The Trump administration first approved the sale of Javelins to Ukraine in December 2017 -- a step that former President Barack Obama never took and that Trump allies have pointed to as a sign of Trump's toughness on Russia. Ukraine has been fighting Russian-armed and led separatists in its eastern provinces since 2014, shortly after Russia illegally occupied and annexed Crimea, in a war that has claimed approximately 13,000 lives and displaced 1.5 million people, according to the Ukrainian government.
That first sale, which was completed in March 2018, included 210 Javelin missiles and 37 launch units and was intended to "help Ukraine build its long-term defense capacity to defend its sovereignty and territorial integrity in order to meet its national defense requirements," according to the Defense Security Cooperation Agency.

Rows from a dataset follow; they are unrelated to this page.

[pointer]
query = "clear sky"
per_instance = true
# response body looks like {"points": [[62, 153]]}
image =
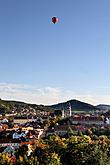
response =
{"points": [[45, 63]]}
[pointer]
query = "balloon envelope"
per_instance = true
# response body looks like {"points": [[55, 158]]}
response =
{"points": [[54, 20]]}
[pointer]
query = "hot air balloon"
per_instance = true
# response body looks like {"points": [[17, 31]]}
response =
{"points": [[54, 20]]}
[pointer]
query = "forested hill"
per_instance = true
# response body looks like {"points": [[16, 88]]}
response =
{"points": [[75, 105], [17, 106]]}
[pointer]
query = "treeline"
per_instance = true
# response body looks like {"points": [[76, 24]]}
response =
{"points": [[54, 150]]}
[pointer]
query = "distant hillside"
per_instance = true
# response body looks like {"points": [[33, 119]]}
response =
{"points": [[21, 107], [75, 106]]}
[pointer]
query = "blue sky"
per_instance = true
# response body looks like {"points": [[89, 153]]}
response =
{"points": [[47, 63]]}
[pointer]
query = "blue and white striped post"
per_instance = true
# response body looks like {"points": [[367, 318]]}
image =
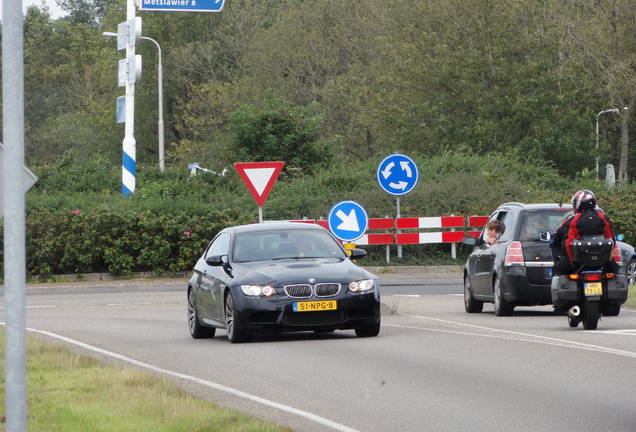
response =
{"points": [[129, 155]]}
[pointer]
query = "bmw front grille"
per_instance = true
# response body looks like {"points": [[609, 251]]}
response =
{"points": [[306, 290]]}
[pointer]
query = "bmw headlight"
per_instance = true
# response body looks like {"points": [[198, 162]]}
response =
{"points": [[258, 290], [361, 286]]}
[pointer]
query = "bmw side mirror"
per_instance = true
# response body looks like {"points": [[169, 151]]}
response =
{"points": [[357, 254], [215, 260]]}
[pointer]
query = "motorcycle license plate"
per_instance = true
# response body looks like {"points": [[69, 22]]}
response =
{"points": [[593, 288], [315, 306]]}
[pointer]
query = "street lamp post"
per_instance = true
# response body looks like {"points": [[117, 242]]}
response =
{"points": [[160, 91], [615, 111]]}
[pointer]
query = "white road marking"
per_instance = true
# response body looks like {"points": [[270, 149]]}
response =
{"points": [[507, 334], [276, 405]]}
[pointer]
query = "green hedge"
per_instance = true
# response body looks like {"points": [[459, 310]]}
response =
{"points": [[68, 242]]}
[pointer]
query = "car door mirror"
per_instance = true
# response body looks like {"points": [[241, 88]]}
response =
{"points": [[545, 236], [215, 260], [470, 241], [357, 253]]}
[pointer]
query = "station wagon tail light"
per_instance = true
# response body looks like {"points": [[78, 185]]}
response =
{"points": [[361, 286], [514, 254], [258, 290], [616, 253]]}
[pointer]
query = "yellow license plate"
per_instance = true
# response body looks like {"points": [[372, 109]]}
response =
{"points": [[594, 288], [315, 306]]}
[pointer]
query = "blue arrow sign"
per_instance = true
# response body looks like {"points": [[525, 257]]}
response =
{"points": [[348, 221], [183, 5], [397, 174]]}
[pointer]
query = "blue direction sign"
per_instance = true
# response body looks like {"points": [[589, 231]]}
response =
{"points": [[183, 5], [397, 174], [348, 221]]}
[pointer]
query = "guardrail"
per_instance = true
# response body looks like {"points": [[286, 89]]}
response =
{"points": [[456, 228]]}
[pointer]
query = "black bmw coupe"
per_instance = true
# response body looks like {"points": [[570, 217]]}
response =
{"points": [[281, 277]]}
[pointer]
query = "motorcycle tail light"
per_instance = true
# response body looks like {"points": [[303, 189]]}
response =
{"points": [[592, 276], [514, 254], [616, 254]]}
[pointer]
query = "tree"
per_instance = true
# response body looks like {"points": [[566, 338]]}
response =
{"points": [[280, 132], [596, 39]]}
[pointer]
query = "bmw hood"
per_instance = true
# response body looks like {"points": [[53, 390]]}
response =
{"points": [[286, 272]]}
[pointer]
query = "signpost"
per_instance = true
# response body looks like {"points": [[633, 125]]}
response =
{"points": [[183, 5], [397, 175], [259, 177], [348, 221]]}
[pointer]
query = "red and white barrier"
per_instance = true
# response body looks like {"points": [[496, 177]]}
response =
{"points": [[416, 223], [430, 222]]}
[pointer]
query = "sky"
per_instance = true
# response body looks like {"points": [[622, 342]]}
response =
{"points": [[55, 10]]}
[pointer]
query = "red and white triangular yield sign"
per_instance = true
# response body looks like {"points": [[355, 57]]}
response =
{"points": [[259, 177]]}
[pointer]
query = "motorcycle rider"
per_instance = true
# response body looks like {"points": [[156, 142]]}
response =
{"points": [[585, 220]]}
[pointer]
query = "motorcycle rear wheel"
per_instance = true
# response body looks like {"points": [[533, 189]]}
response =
{"points": [[591, 315], [574, 322]]}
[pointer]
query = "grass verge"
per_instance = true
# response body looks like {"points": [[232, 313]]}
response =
{"points": [[71, 392]]}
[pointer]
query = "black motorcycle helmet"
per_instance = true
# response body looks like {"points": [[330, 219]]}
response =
{"points": [[583, 200]]}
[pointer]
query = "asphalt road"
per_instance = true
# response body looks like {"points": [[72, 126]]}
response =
{"points": [[433, 367]]}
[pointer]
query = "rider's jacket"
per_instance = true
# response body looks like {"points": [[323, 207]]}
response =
{"points": [[587, 222]]}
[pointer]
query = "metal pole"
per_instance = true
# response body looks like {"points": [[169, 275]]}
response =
{"points": [[160, 123], [129, 145], [160, 126], [397, 216], [614, 110], [14, 215]]}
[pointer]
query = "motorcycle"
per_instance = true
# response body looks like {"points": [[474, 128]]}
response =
{"points": [[590, 290]]}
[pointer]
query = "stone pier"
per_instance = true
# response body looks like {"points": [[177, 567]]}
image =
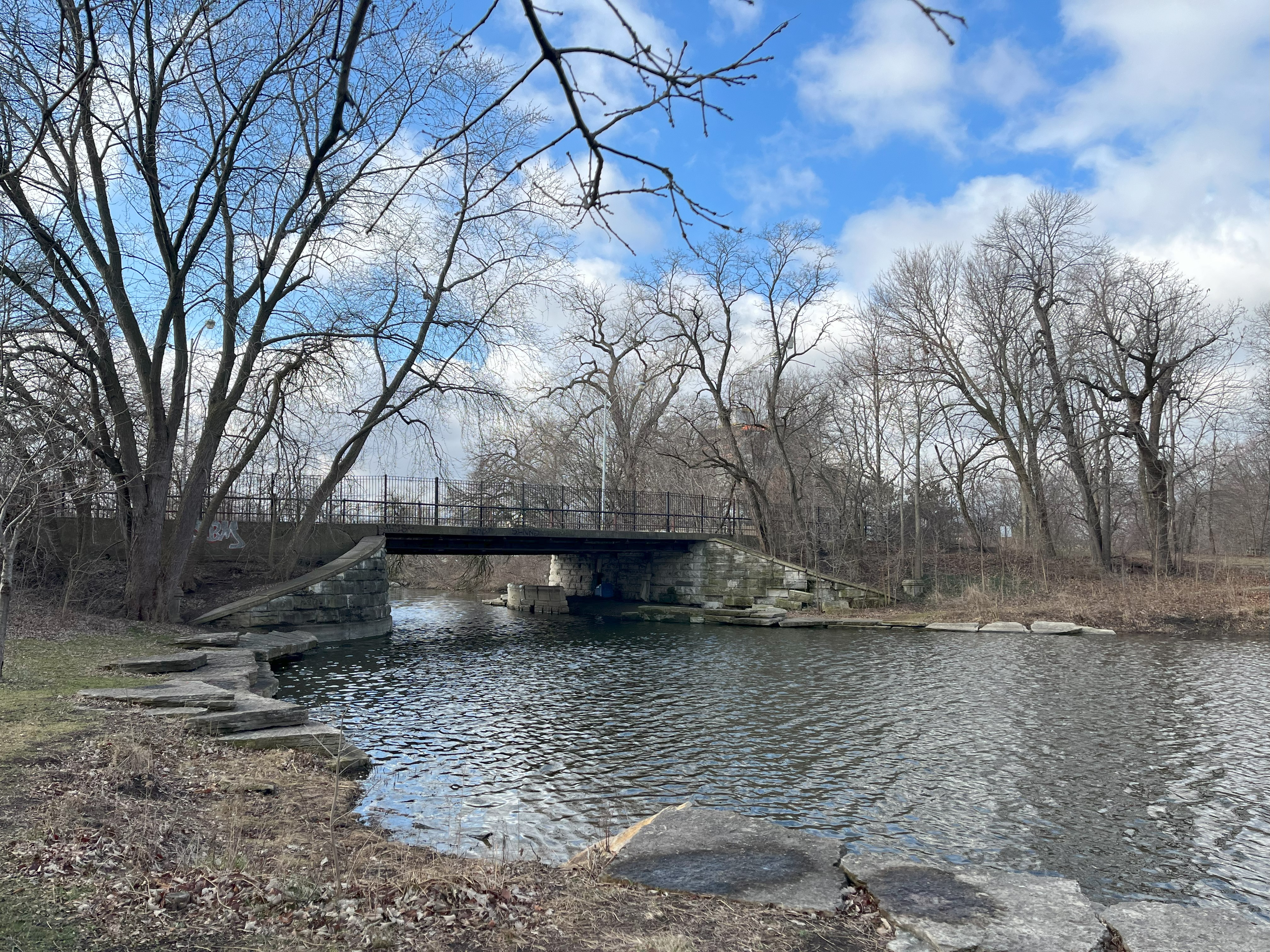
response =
{"points": [[714, 574], [347, 598]]}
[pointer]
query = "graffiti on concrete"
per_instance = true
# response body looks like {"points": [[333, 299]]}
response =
{"points": [[225, 530]]}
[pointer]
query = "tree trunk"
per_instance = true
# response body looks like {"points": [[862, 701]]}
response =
{"points": [[1099, 552]]}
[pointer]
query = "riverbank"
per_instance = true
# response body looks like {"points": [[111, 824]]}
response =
{"points": [[124, 832], [1234, 601]]}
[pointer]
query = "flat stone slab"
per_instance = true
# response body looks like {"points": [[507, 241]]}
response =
{"points": [[213, 639], [163, 664], [938, 908], [174, 711], [1169, 927], [315, 738], [277, 644], [723, 853], [1057, 629], [191, 694], [249, 714], [232, 669]]}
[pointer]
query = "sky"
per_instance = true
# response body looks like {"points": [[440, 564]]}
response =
{"points": [[867, 121]]}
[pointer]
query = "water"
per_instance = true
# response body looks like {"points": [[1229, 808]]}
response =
{"points": [[1137, 766]]}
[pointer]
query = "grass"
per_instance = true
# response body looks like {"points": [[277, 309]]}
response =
{"points": [[1227, 594], [124, 833], [53, 655]]}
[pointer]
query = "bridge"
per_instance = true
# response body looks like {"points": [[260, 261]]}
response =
{"points": [[651, 546]]}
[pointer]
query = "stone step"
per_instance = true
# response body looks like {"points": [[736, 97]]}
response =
{"points": [[213, 639], [249, 714], [188, 694], [277, 644], [938, 907], [233, 669], [267, 682], [1057, 629], [315, 738], [1004, 627], [1170, 927], [162, 664]]}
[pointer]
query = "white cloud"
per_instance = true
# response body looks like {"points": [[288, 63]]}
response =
{"points": [[1173, 61], [1004, 74], [890, 76], [770, 192], [869, 241]]}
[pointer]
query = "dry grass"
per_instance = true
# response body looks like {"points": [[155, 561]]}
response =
{"points": [[123, 833], [1226, 594]]}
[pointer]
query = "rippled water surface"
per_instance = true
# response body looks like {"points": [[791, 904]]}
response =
{"points": [[1138, 766]]}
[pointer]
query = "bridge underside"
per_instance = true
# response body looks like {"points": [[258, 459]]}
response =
{"points": [[448, 540]]}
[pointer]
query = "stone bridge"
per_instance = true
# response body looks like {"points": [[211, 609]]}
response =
{"points": [[348, 597]]}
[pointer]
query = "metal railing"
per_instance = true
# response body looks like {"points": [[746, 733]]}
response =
{"points": [[412, 501]]}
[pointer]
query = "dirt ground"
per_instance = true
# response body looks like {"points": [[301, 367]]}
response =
{"points": [[120, 832]]}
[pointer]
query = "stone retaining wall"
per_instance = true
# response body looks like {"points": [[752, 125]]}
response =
{"points": [[716, 574], [348, 604]]}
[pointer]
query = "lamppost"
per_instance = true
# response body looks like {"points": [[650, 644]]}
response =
{"points": [[190, 377]]}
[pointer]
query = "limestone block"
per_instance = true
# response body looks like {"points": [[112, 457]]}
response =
{"points": [[251, 712], [938, 907], [161, 664], [1168, 927], [696, 850], [192, 694], [216, 639], [1056, 629], [1005, 627]]}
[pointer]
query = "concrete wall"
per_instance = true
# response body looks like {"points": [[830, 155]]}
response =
{"points": [[716, 574], [353, 604]]}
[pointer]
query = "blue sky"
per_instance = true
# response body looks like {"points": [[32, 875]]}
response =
{"points": [[870, 124]]}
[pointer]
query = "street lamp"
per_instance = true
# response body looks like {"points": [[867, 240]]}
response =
{"points": [[190, 376]]}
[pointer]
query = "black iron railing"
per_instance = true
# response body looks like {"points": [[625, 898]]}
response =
{"points": [[412, 501]]}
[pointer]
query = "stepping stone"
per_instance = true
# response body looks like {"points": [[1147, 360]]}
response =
{"points": [[215, 639], [936, 907], [266, 682], [163, 664], [319, 739], [190, 694], [229, 669], [277, 644], [1168, 927], [249, 714], [174, 711], [1056, 629], [723, 853]]}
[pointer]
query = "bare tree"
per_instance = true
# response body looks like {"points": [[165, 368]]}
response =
{"points": [[1047, 251], [1155, 334]]}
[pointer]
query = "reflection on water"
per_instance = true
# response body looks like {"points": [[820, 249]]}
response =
{"points": [[1137, 766]]}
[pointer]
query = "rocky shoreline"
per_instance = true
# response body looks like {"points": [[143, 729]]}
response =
{"points": [[919, 905], [221, 685]]}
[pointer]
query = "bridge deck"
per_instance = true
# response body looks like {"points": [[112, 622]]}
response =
{"points": [[454, 540]]}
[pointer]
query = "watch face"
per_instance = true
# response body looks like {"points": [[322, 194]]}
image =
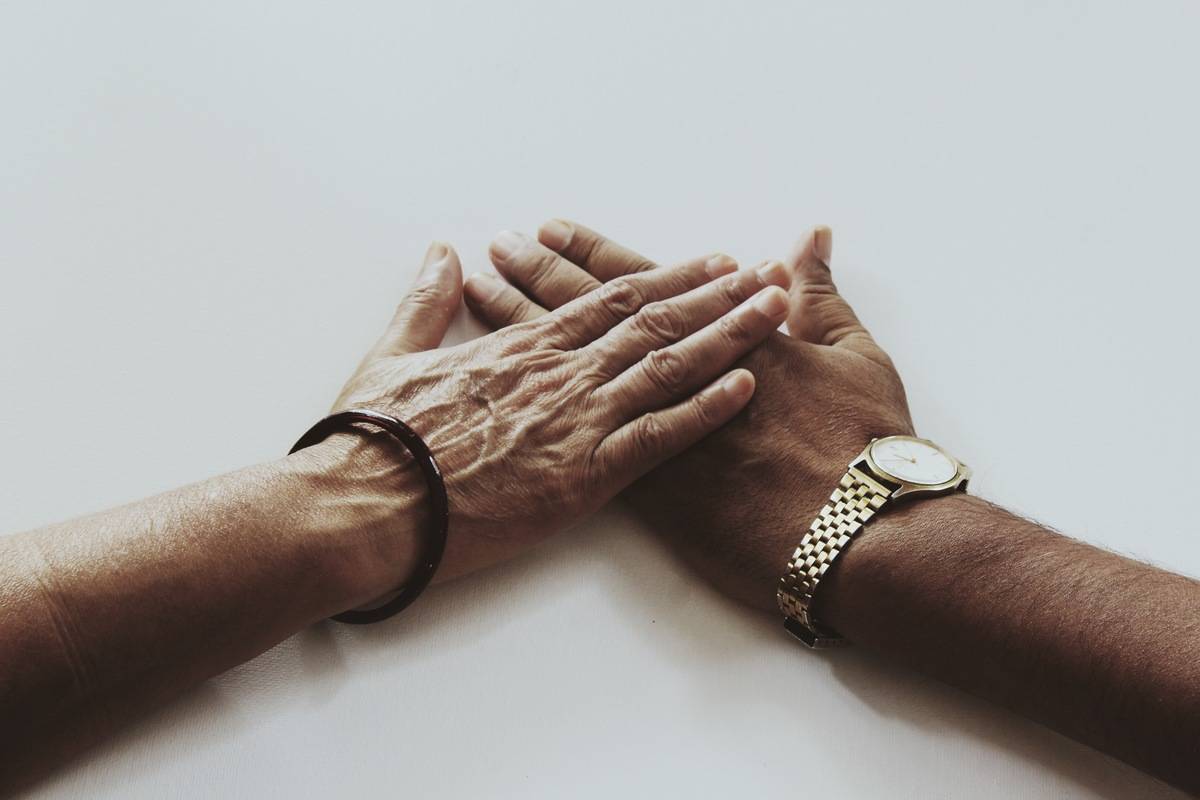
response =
{"points": [[913, 461]]}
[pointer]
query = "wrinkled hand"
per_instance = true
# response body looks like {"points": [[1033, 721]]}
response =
{"points": [[737, 504], [540, 423]]}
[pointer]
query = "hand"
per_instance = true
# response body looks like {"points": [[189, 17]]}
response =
{"points": [[543, 422], [737, 504]]}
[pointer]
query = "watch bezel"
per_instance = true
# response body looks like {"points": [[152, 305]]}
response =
{"points": [[961, 471]]}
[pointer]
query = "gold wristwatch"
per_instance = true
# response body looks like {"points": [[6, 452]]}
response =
{"points": [[888, 469]]}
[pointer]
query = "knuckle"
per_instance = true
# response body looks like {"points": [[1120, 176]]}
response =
{"points": [[425, 296], [661, 322], [733, 290], [667, 370], [735, 329], [648, 434], [622, 296], [537, 269], [705, 408]]}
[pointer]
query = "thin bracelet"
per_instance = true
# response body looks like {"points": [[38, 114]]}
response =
{"points": [[436, 545]]}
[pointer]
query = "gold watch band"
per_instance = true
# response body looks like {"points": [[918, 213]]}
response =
{"points": [[856, 500]]}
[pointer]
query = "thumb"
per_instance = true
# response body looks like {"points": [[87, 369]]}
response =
{"points": [[424, 314]]}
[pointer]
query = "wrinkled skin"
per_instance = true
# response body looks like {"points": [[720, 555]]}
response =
{"points": [[540, 423], [736, 505]]}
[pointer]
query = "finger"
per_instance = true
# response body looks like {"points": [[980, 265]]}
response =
{"points": [[645, 443], [582, 320], [601, 257], [665, 376], [424, 314], [539, 271], [819, 313], [497, 304], [666, 322]]}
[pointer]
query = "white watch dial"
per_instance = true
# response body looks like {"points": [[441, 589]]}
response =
{"points": [[913, 461]]}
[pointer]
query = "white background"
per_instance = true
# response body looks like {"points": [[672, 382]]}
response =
{"points": [[190, 196]]}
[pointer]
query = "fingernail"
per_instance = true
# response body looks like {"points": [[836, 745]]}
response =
{"points": [[773, 274], [772, 301], [720, 264], [433, 270], [822, 244], [739, 384], [505, 244], [483, 287], [556, 234], [437, 252]]}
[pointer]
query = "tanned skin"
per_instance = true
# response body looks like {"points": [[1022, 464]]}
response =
{"points": [[1102, 648], [106, 617]]}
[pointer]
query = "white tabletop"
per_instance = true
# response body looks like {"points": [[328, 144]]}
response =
{"points": [[190, 194]]}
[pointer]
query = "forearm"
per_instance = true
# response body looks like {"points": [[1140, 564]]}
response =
{"points": [[1096, 645], [105, 617]]}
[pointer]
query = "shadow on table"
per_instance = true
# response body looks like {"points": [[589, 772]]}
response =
{"points": [[652, 593]]}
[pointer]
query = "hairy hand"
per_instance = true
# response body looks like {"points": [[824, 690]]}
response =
{"points": [[737, 504], [540, 423]]}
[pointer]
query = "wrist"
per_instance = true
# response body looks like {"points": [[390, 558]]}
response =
{"points": [[369, 513], [889, 559]]}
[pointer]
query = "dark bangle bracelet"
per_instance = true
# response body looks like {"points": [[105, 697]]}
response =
{"points": [[436, 543]]}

U.S. officials, including special envoy for Ukraine Kurt Volker who resigned last week for his role in the Giuliani effort, have said since that sale that they are in discussions with Ukraine about selling it more Javelins.
On July 7, William Taylor, the top diplomat at the U.S. embassy in Kyiv, announced that Ukraine had requested to purchase military equipment. One month later, charge d'affaires Taylor told Radio Free Liberty/Radio Europe that Ukraine specifically had asked for more Javelins.